Exhibit 2.  India Point Park Power Lines At Center Of Dispute   SOURCE: The Providence Journal

Exhibit 2.  India Point Park Power Lines At Center Of Dispute SOURCE: The Providence Journal

In 2018, the Rhode Island Energy Facility Siting Board approved an agreement between National Grid and the City of East Providence to shift the power lines off parts of the waterfront, but not bury them because it was too risky and too expensive.  An alternative proposal was considered that would have moved the lines away from the park and run them 950 feet across the Seekonk River but leaving them highly visible along parts of the waterfront.  A lawsuit upheld the agreement, which caused Friends of India Point Park and the City of Providence to appeal.  This spring the Rhode Island Attorney General filed a brief supporting them and raising concerns that the siting board did not follow proper procedures in reaching its decision.  The Attorney General has also filed to intervene in the PPL deal to protect the interests of the public.   

National Grid says it is prepared to move ahead with moving the power lines but is awaiting the court’s decision.  PPL said it is reserving any commitment about the lines until the sale is approved.  There is no expectation that the matter is going to be resolved soon, as the Rhode Island Supreme Court has already had this case for three years.   
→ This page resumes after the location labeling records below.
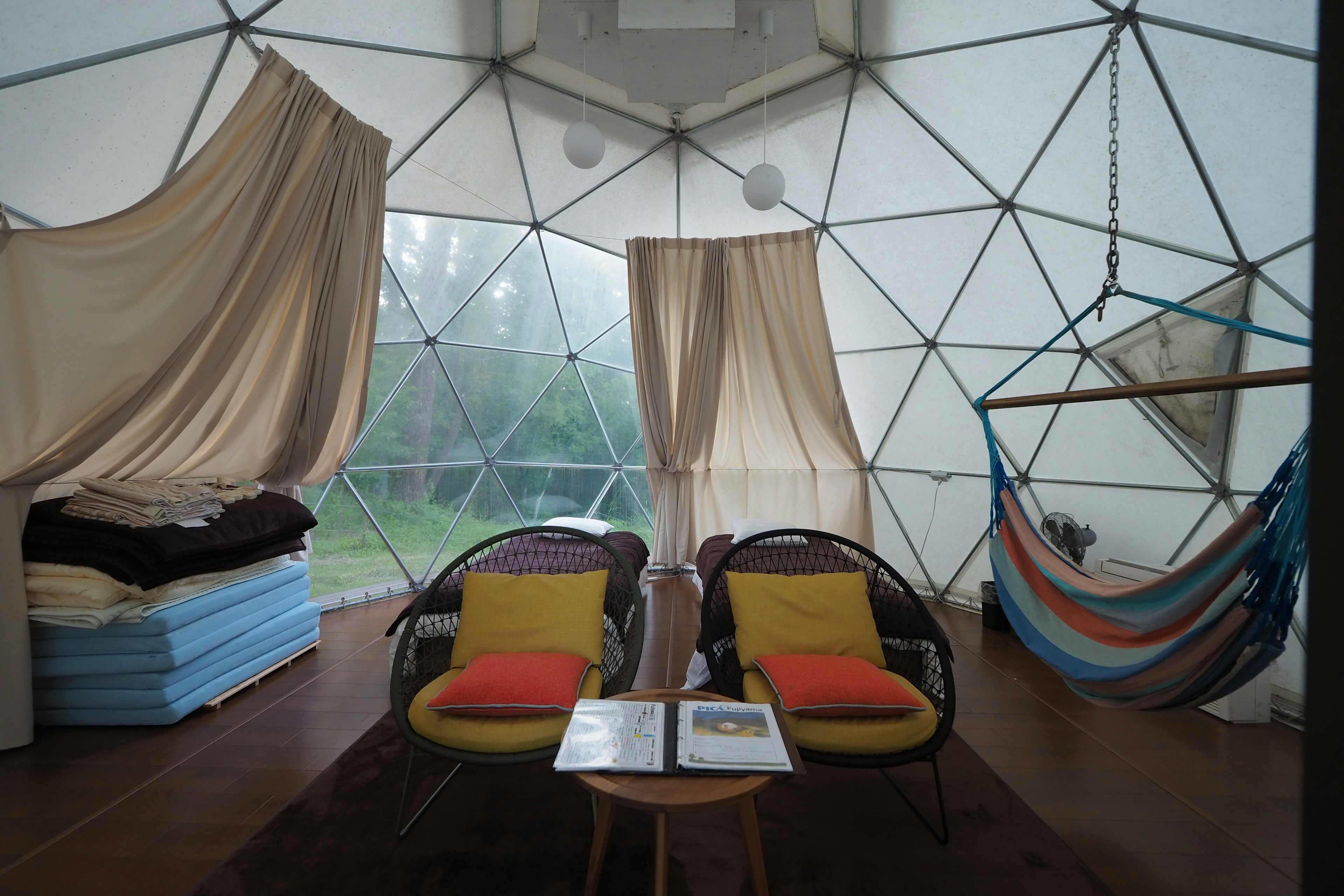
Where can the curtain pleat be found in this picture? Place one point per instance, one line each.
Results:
(222, 327)
(737, 332)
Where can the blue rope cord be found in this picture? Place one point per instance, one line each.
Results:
(1276, 570)
(1218, 319)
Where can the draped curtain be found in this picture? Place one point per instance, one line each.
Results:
(740, 396)
(222, 327)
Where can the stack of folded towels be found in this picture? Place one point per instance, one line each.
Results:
(139, 622)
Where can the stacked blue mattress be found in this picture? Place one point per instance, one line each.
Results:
(156, 671)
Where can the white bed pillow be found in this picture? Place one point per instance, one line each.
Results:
(582, 524)
(744, 530)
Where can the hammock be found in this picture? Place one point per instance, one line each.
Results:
(1182, 640)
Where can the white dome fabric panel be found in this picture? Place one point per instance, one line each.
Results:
(956, 173)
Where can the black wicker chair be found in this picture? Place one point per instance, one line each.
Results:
(912, 643)
(425, 647)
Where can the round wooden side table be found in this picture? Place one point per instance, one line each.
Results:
(667, 794)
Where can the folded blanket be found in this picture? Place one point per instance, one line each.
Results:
(86, 598)
(143, 503)
(253, 530)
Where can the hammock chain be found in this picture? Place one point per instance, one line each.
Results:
(1112, 284)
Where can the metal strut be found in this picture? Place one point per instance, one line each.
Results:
(1112, 285)
(943, 812)
(406, 786)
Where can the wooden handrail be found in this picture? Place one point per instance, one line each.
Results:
(1253, 379)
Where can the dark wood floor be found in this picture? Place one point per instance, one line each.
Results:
(1155, 804)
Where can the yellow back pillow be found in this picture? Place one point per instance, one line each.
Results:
(827, 613)
(506, 613)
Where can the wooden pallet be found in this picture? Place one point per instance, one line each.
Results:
(214, 703)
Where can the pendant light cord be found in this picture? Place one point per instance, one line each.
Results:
(765, 100)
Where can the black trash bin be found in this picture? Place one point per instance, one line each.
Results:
(992, 613)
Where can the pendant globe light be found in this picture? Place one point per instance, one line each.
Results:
(764, 184)
(584, 143)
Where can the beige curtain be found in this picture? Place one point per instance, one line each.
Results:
(222, 327)
(740, 396)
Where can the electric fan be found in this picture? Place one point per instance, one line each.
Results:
(1068, 537)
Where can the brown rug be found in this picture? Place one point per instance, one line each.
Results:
(526, 830)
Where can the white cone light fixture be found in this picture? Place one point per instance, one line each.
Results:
(764, 184)
(584, 143)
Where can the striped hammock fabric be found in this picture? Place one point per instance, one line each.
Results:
(1182, 640)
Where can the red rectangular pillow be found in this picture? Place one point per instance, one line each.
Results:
(514, 684)
(819, 686)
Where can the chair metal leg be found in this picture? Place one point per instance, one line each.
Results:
(943, 812)
(406, 788)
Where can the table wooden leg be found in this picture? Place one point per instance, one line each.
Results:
(660, 856)
(601, 836)
(752, 835)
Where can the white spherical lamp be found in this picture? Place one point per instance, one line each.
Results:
(764, 187)
(584, 144)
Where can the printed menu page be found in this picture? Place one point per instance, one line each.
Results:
(730, 737)
(613, 735)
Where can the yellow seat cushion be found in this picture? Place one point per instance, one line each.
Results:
(506, 613)
(859, 735)
(827, 613)
(494, 734)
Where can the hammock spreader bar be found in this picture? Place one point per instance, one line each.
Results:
(1194, 660)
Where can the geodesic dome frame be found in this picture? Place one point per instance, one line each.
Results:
(951, 156)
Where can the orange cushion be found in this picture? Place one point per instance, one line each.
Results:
(819, 686)
(514, 684)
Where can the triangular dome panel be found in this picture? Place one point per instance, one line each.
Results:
(1257, 141)
(1143, 526)
(936, 406)
(542, 116)
(398, 93)
(470, 167)
(944, 519)
(1294, 272)
(396, 319)
(1160, 191)
(1076, 260)
(874, 383)
(592, 288)
(89, 143)
(560, 429)
(69, 33)
(639, 203)
(443, 261)
(901, 27)
(713, 203)
(1108, 442)
(996, 104)
(233, 80)
(920, 262)
(545, 492)
(1019, 429)
(613, 347)
(918, 174)
(515, 309)
(424, 424)
(1007, 300)
(804, 132)
(459, 29)
(385, 371)
(858, 314)
(498, 387)
(617, 405)
(1270, 420)
(487, 511)
(347, 550)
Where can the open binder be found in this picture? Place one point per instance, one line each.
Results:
(680, 738)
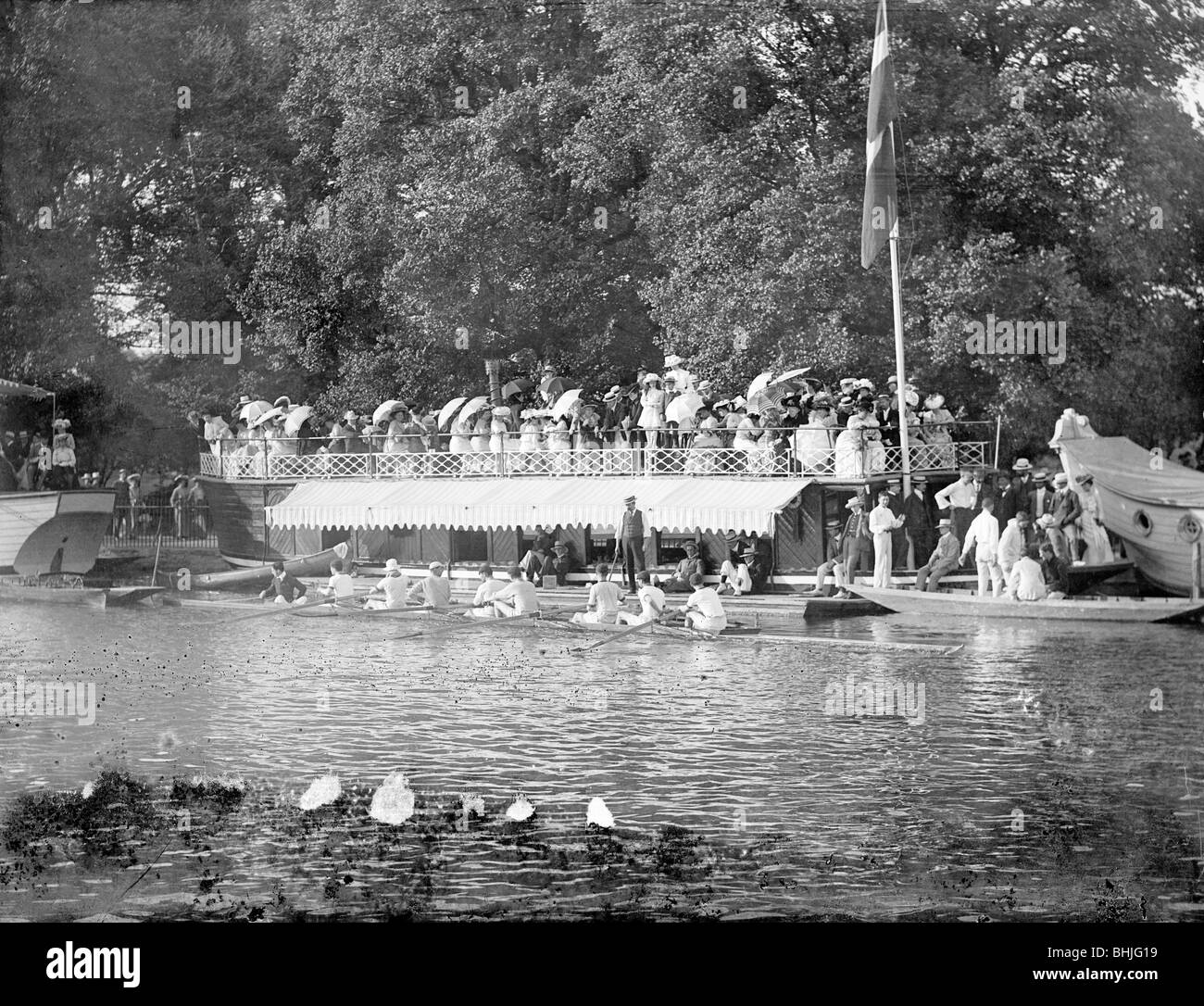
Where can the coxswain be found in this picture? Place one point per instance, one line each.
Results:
(285, 588)
(393, 589)
(703, 610)
(433, 589)
(603, 602)
(651, 601)
(340, 585)
(518, 597)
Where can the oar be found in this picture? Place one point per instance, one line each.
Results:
(485, 623)
(614, 636)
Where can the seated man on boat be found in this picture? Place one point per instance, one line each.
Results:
(651, 601)
(679, 582)
(433, 589)
(518, 597)
(703, 610)
(832, 561)
(483, 600)
(605, 597)
(946, 558)
(734, 575)
(340, 585)
(393, 589)
(1056, 572)
(1027, 581)
(285, 588)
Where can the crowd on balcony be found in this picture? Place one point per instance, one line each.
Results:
(782, 423)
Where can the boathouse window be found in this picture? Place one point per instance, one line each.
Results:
(470, 546)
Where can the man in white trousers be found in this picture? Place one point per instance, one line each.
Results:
(882, 522)
(984, 534)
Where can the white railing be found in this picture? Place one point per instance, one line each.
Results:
(830, 453)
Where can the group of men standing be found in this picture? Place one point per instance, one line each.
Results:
(1019, 518)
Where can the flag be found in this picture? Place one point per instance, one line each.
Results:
(880, 208)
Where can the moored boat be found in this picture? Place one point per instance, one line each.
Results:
(947, 606)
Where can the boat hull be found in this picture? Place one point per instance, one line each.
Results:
(51, 533)
(1066, 610)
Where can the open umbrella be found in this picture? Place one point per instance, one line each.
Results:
(253, 409)
(295, 418)
(473, 408)
(683, 408)
(554, 387)
(264, 417)
(449, 409)
(759, 382)
(565, 403)
(517, 387)
(385, 409)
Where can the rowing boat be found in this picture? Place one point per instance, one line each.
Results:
(946, 606)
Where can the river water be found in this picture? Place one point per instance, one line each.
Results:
(1044, 772)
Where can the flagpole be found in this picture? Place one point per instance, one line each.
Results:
(899, 370)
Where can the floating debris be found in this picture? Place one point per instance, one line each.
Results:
(394, 801)
(598, 813)
(324, 789)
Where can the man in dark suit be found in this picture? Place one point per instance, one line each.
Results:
(1040, 497)
(920, 525)
(858, 542)
(1067, 509)
(887, 415)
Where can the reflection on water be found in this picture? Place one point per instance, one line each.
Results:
(1048, 772)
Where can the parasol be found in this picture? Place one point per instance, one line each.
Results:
(295, 418)
(554, 387)
(565, 403)
(264, 417)
(683, 408)
(385, 409)
(759, 384)
(517, 387)
(449, 409)
(253, 409)
(473, 408)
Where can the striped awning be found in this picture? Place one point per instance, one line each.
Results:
(669, 504)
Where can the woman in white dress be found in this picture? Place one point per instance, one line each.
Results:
(1091, 527)
(813, 441)
(651, 409)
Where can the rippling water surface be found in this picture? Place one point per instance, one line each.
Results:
(1043, 772)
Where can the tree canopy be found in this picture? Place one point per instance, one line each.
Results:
(386, 192)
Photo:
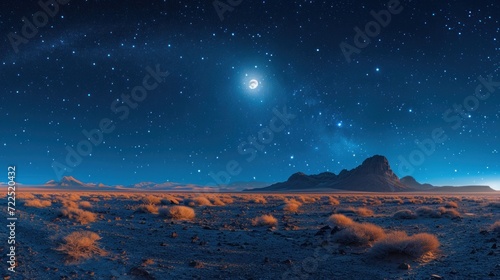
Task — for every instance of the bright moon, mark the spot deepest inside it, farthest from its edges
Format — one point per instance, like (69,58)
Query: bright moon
(253,84)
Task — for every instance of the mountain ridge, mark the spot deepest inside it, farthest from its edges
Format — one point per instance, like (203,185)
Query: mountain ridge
(373,175)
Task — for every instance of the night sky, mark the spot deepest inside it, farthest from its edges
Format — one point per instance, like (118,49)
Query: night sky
(431,71)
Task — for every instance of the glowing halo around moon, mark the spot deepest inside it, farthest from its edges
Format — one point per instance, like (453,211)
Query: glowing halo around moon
(253,84)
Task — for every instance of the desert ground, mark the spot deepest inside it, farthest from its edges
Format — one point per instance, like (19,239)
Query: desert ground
(112,235)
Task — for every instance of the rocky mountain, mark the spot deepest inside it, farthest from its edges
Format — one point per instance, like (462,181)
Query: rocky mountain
(373,175)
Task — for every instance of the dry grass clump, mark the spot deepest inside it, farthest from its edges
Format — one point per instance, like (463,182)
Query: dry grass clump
(427,212)
(306,199)
(150,199)
(227,199)
(339,220)
(217,201)
(451,204)
(434,200)
(450,213)
(399,243)
(170,199)
(25,196)
(395,200)
(404,214)
(265,220)
(258,200)
(359,234)
(147,208)
(292,206)
(38,203)
(178,212)
(85,204)
(414,201)
(80,245)
(354,233)
(361,211)
(199,201)
(67,203)
(494,204)
(79,215)
(333,201)
(73,197)
(495,227)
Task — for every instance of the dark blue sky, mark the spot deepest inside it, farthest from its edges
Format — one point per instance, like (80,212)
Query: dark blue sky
(416,78)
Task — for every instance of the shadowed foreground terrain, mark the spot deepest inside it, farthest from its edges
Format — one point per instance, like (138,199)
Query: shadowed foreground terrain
(110,235)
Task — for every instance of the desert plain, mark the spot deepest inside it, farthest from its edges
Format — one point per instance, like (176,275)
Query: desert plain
(138,235)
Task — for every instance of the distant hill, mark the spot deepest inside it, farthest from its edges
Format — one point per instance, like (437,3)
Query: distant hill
(71,183)
(373,175)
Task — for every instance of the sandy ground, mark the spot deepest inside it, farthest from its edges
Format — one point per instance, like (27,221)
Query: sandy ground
(222,243)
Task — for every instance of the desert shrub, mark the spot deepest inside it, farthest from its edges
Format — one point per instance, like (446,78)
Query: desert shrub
(85,204)
(217,201)
(495,227)
(427,212)
(333,201)
(170,199)
(178,212)
(68,203)
(79,215)
(73,197)
(265,220)
(359,234)
(292,206)
(494,204)
(451,204)
(399,242)
(435,200)
(450,213)
(227,199)
(198,201)
(150,199)
(306,199)
(339,220)
(413,201)
(147,208)
(258,200)
(361,211)
(80,245)
(25,196)
(404,214)
(38,203)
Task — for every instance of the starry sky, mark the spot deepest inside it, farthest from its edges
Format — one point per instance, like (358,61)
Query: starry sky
(427,74)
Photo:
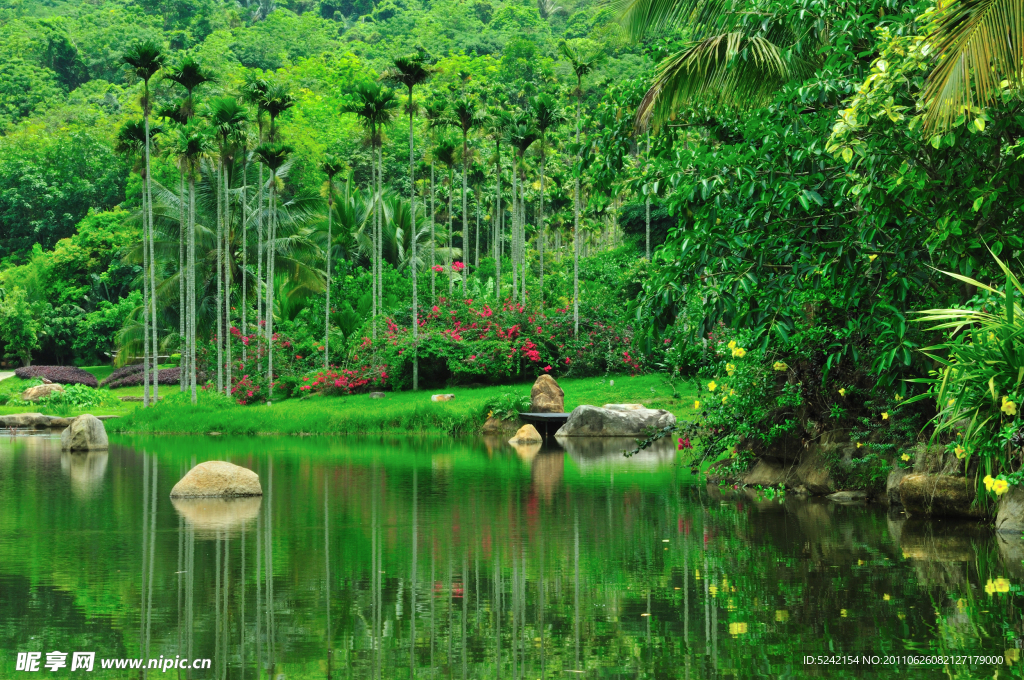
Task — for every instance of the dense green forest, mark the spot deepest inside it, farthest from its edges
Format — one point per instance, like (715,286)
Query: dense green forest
(343,196)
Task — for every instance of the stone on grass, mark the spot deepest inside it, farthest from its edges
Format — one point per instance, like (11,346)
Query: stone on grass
(39,391)
(217,479)
(592,421)
(526,434)
(547,396)
(85,433)
(938,496)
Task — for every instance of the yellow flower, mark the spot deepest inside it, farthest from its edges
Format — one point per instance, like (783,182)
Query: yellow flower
(1009,407)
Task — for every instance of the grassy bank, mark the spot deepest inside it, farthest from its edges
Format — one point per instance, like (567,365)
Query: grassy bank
(409,412)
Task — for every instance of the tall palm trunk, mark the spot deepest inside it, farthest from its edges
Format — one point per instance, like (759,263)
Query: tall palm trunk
(576,219)
(412,217)
(182,315)
(433,237)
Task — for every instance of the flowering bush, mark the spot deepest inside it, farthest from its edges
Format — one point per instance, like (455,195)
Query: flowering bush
(466,341)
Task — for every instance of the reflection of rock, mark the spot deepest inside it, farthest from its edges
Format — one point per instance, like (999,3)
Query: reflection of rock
(526,434)
(217,478)
(1010,517)
(217,514)
(605,452)
(547,396)
(938,495)
(547,472)
(86,471)
(39,391)
(85,433)
(591,421)
(526,452)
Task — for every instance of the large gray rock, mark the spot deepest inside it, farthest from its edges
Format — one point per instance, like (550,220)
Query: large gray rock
(938,496)
(589,421)
(217,479)
(547,396)
(1010,516)
(85,433)
(39,391)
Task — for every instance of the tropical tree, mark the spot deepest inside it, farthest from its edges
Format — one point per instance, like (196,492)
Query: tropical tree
(546,117)
(465,113)
(411,72)
(583,56)
(144,59)
(273,157)
(330,167)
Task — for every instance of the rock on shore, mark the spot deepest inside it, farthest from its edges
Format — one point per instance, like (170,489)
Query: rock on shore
(217,479)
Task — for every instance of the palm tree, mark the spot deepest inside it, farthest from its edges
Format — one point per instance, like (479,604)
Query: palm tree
(436,115)
(445,154)
(273,157)
(412,72)
(228,119)
(546,116)
(583,57)
(144,59)
(330,167)
(254,92)
(464,112)
(521,134)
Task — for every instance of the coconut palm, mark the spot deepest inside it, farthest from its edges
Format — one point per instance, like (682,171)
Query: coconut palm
(330,167)
(583,57)
(411,72)
(144,59)
(465,114)
(227,118)
(273,157)
(546,116)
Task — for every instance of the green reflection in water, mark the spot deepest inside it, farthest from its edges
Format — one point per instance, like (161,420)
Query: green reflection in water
(432,558)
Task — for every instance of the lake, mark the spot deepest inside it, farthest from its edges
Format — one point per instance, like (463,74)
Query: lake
(414,557)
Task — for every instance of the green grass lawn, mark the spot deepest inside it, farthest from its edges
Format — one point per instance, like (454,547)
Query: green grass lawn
(397,412)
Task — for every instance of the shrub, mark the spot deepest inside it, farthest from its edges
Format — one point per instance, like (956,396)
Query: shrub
(65,375)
But this is not the only issue involving National Grid.  Rhode Island Governor Daniel McKee recently vetoed a bill that shifted some of the costs of solar and wind projects from developers to electricity ratepayers.  Based on emails released by state regulators in response to a records request from The Providence Journal, a lawyer for the Public Utilities Commission estimated the cost of the transmission upgrades would be $54.7 million for six renewable energy projects with agreements with National Grid to connect them to the regional power system.   

The bill aimed to put an end to this longstanding source of contention that has only grown more heated recently between developers primarily of solar farms and National Grid, which owns the electric wires and poles in Rhode Island.  The developers install facilities from about 500 kilowatts in capacity to 50 megawatts, smaller than utility-scale solar projects.  These projects mainly use the local distribution lines to supply power generated to nearby homes and businesses.  National Grid is charging these developers for upgrades to the transmission system, or high-voltage power lines.  The developers claim these charges are unfair as their systems do not impact those power lines.  However, as National Grid points out, increasingly these solar projects are in the state’s rural areas that have less energy infrastructure, requiring investments to deliver the influx of new power safely and reliably.  This dispute is at the core of the issue of who pays for the increasing fragility of the electricity grid due to more renewable power generation coming online.   

According to the media, one solar farm is being charged $18 million for transmission upgrades to an electrical substation, while another solar farm is being assessed $14 million for transmission improvements.  National Grid says it estimates upgrade investments will average conservatively $30 million a year for the next several years.   

Previous Rhode Island Governor Gina Raimondo, currently U.S. Secretary of Commerce, signed an executive order last year directing the state to get all its electricity from renewable sources by 2030.  An official with Green Development said that the state is nowhere close to being on track to meet this goal.  However, renewable energy development is taking place at a rapid pace, fueled by the state’s incentive programs that pay above-market prices for solar and wind power.  [We are a beneficiary of one of these plans.]  About 374 megawatts of solar power have been installed in Rhode Island with another 775 megawatts in the pipeline.  The premium incentive payments are financed by National Grid ratepayers, which explains why the state had the second most expensive residential power costs in the lower 48 states in April 2021 (23.54-cents-per-kilowatt-hour based on the latest data available from the Energy Information Administration).  Rhode Island is barely behind number one Connecticut and is followed by Massachusetts and California.  Texas residential power cost was 11.97 cents per kilowatt-hour, 49% cheaper than Rhode Island.  Based on the average of all sector power costs, Rhode Island (18.51-cents/kWh) was in third place behind Connecticut and California and nearly twice the cost in Texas.  At what point will Rhode Island ratepayers question why they are paying such high electricity rates?   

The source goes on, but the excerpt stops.